In project-state, the answer is a YAML file:

yaml
entries:
  - id: sc-quarterly-pack
    stakeholder_group: steering-committee
    report: Quarterly SC Pack
    cadence: { kind: quarterly, month_offset: 1, day_of_month: 15 }
    format: docx
    surface: gmail-draft
    generator: project-funder-reporting
    profile: pic-pcais/sc-quarterly

The orchestrator reads this on its scheduled tick. It checks the date. It dispatches the generator. The generator reads the profile, which tells it what sections to include, what format to use, what tone. The output lands as a Gmail draft for human review before sending.

No interpretation. No ambiguity. No risk that the agent misreads a prose description and sends the wrong report to the wrong stakeholder at the wrong time.

Where wikis win

None of this means wikis are bad tools. They are very good tools for the thing they do.

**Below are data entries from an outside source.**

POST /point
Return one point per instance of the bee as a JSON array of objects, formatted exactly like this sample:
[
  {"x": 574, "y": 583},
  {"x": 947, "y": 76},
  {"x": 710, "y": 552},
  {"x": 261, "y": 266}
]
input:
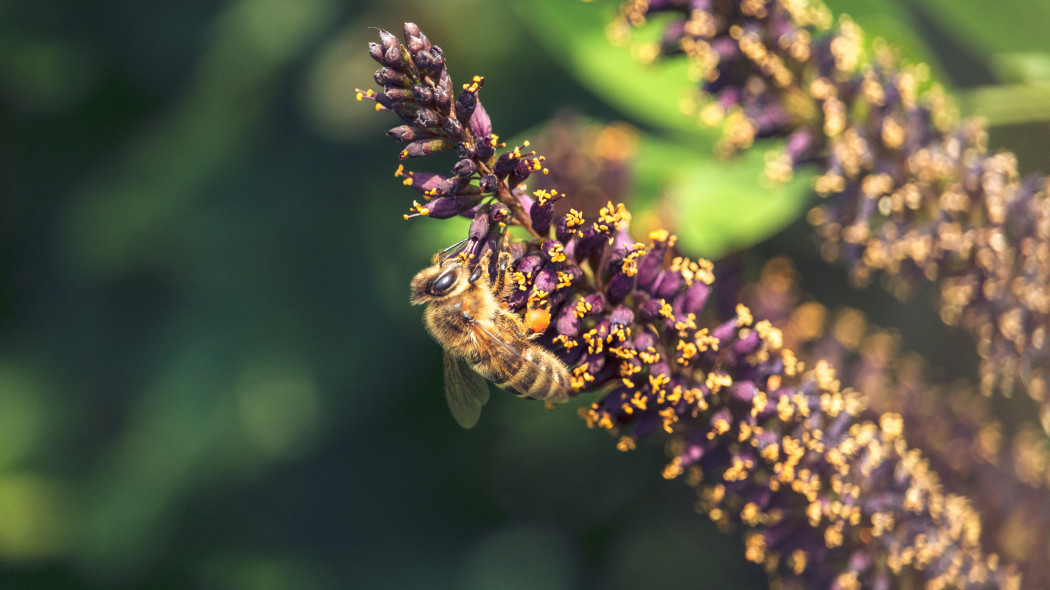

Open-ended knowledge capture — research notes, brainstorming, reference material, learning, creative exploration — is better served by a flexible page-based system than by a schema-enforced substrate. You don't want your thinking constrained by required fields.

Human readability matters. A wiki page about a design decision reads better than a YAML file. Humans browse wikis. They don't browse YAML directories.

Emergent structure is a real benefit. The best wikis start loose and develop structure over time as patterns solidify. That organic evolution is hard to replicate in a typed system where the schema has to be defined up front.

project-state doesn't try to replace any of that. The project-document-curator skill can index external documents — including wiki pages, Google Docs, PDFs, whatever format the knowledge lives in. The project-harvester pulls signals from Slack, Gmail, and Google Docs into the substrate as intel. Creative, unstructured thinking lives wherever you think best.

The distinction is: wiki for knowledge, typed substrate for operational state. An AI agent needs both. They need to be different things.

The design principle underneath

The reason project-state uses typed YAML instead of prose pages isn't a technology preference. It's a design principle: minimize the interpretive work the agent has to do on every operation.

Every time an agent has to read prose and infer structure, there's a probability of misinterpretation. For a single read, that probability is low. For a system that runs hundreds of operations across dozens of sessions — creating milestones, checking phase gates, generating reports, routing notifications, tracking changes — the misinterpretation compounds. Eventually something goes wrong, and no one notices because the error is semantic, not syntactic.

Typed state eliminates that class of error. The agent reads structured data. The schema guarantees the shape. The memory layer enforces the invariants. The operations are well-defined. The audit log records what happened. When something goes wrong, you can trace it.

This is the same reason databases have schemas and APIs have contracts. The wiki model is fine when the reader is a human who can resolve ambiguity in real time. When the reader is an agent that needs to act reliably across sessions without supervision, the interpretation tax becomes the bottleneck.

The substrate pays that tax once — at schema design time — so the agent never pays it at runtime.